Генька от волнения даже закусил губу.
Реставратор слегка поворачивал какой-то винт, и на экране поверх пятна все четче и четче проступали невидимые ранее строки:
«№ 67. Рокотов, Михаил Петрович, мещанин, уроженец Мологи, православный, родился в 1873 году, поступил в институт в 1893 году, проживает в Коломенской части, на Большой Мастерской улице в доме купца Бутова».
И сбоку, справа, уже другим, сбивчивым почерком приписка:
«По повелению государя императора исключен из списков института, как государственный преступник. 1898 год, генваря 7-ой день».
— Это он, — прошептал Генька.
— Он! — охнула Оля, прижав руки к груди.
— Он, — внезапно охрипшим голосом повторил старичок архивариус. — И звали его, значит, Михаил Рокотов.
Глава 7
Ночью зазвонил телефон. Генька очумело вскочил с кровати и, не зажигая света, нащупал трубку.
— Дураки!
— Что?? — Генька, хоть и спросонья, все же сообразил: какой-то хулиган разыгрывает его. — Идиотские шутки!
— Мы — дураки! — отчетливо, хотя и негромко, повторили в трубке, и только тут Генька узнал Олин голос. — В списке-то прочитали… зачеркнутую фамилию. Значит, и в дневнике все стертое прочитаем…
— О! — Генька чуть не сел.
В самом деле, дураки. А еще следопыты!..
— Подожди, — шепнул он в трубку. На цыпочках подошел к соседней комнате, где спала мама, и, стараясь не скрипеть, плотно прикрыл дверь.
— Оль, — тихо сказал он. — Здорово ты сообразила! Железно! Только… Ты же у себя там… всех разбудишь…

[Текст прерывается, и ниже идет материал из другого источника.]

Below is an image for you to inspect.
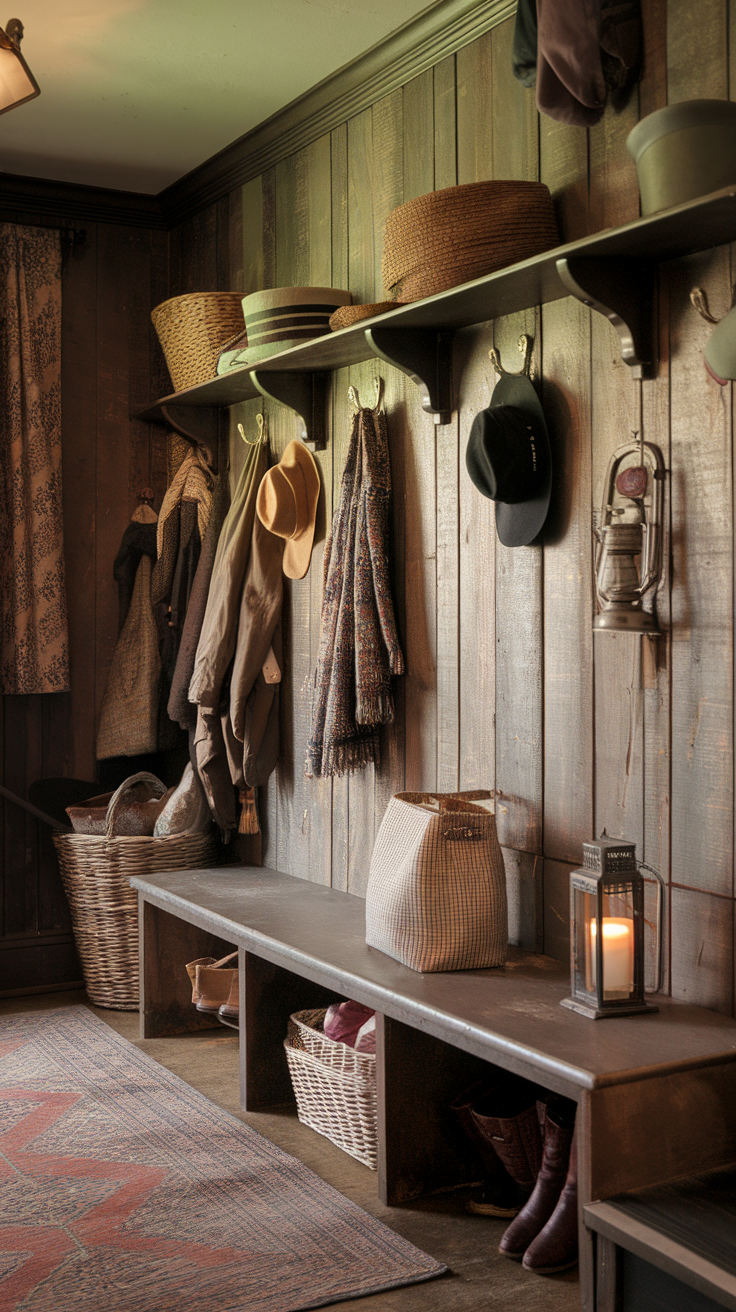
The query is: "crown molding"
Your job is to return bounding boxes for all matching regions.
[156,0,517,227]
[0,0,517,230]
[0,173,168,230]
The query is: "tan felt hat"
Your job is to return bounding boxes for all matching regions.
[256,442,320,579]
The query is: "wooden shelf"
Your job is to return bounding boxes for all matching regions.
[139,186,736,442]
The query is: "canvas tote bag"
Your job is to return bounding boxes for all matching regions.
[366,792,509,971]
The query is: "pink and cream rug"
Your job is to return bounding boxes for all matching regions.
[0,1006,446,1312]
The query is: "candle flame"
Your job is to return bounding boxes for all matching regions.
[590,920,630,938]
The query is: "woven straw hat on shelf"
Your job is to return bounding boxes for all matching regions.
[382,181,559,302]
[329,300,396,332]
[151,291,244,392]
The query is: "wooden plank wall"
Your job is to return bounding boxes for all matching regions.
[0,225,168,992]
[3,0,736,1012]
[160,0,736,1012]
[158,0,736,1012]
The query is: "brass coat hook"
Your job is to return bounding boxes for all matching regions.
[348,377,383,413]
[237,415,268,446]
[488,332,534,378]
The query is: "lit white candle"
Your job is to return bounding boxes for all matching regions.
[590,916,634,997]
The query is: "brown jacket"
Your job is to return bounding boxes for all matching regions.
[189,446,283,830]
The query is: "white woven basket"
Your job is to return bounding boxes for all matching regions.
[283,1008,378,1170]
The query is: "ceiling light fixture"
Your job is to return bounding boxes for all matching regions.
[0,18,41,114]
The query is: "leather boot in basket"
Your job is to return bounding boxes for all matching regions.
[470,1080,542,1201]
[499,1096,577,1273]
[450,1075,534,1218]
[523,1134,577,1275]
[186,951,237,1015]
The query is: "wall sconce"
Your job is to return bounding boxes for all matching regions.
[562,829,664,1021]
[0,18,41,114]
[593,441,665,635]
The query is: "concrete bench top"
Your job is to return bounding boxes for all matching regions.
[131,866,736,1097]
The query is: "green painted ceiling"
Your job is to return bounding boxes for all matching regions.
[0,0,428,192]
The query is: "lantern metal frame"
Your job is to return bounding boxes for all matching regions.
[560,830,661,1021]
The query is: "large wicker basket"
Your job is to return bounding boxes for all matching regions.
[283,1009,378,1170]
[151,291,245,392]
[54,774,216,1012]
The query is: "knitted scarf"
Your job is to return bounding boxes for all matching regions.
[304,409,404,775]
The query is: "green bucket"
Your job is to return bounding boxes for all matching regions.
[626,100,736,214]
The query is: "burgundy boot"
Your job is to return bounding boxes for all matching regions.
[499,1098,575,1262]
[470,1080,542,1215]
[523,1135,577,1275]
[450,1080,529,1218]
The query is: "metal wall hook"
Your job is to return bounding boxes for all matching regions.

— Ничего. Я из коридора. Я шепотом. Ой, Генька! Завтра отнесем дневник в лабораторию и, — представляешь? — все-все узнаем! Ой, как чудесно!
Она, очевидно, забыла, что сейчас ночь, и последние фразы произнесла полным голосом.
— Ой! — вдруг воскликнула она. — А обещание?! Алексею Ивановичу-то дали слово не трогать дневник!
— Дали слово?! — зашипел Генька. — А если необходимо? Мы же не знали, как все повернется…
— Но это… — воскликнула Оля. — Это же… — она вдруг запнулась.
Послышался мужской кашель, кто-то прохрипел: «Безобразие!» — и Генька тихонько положил трубку…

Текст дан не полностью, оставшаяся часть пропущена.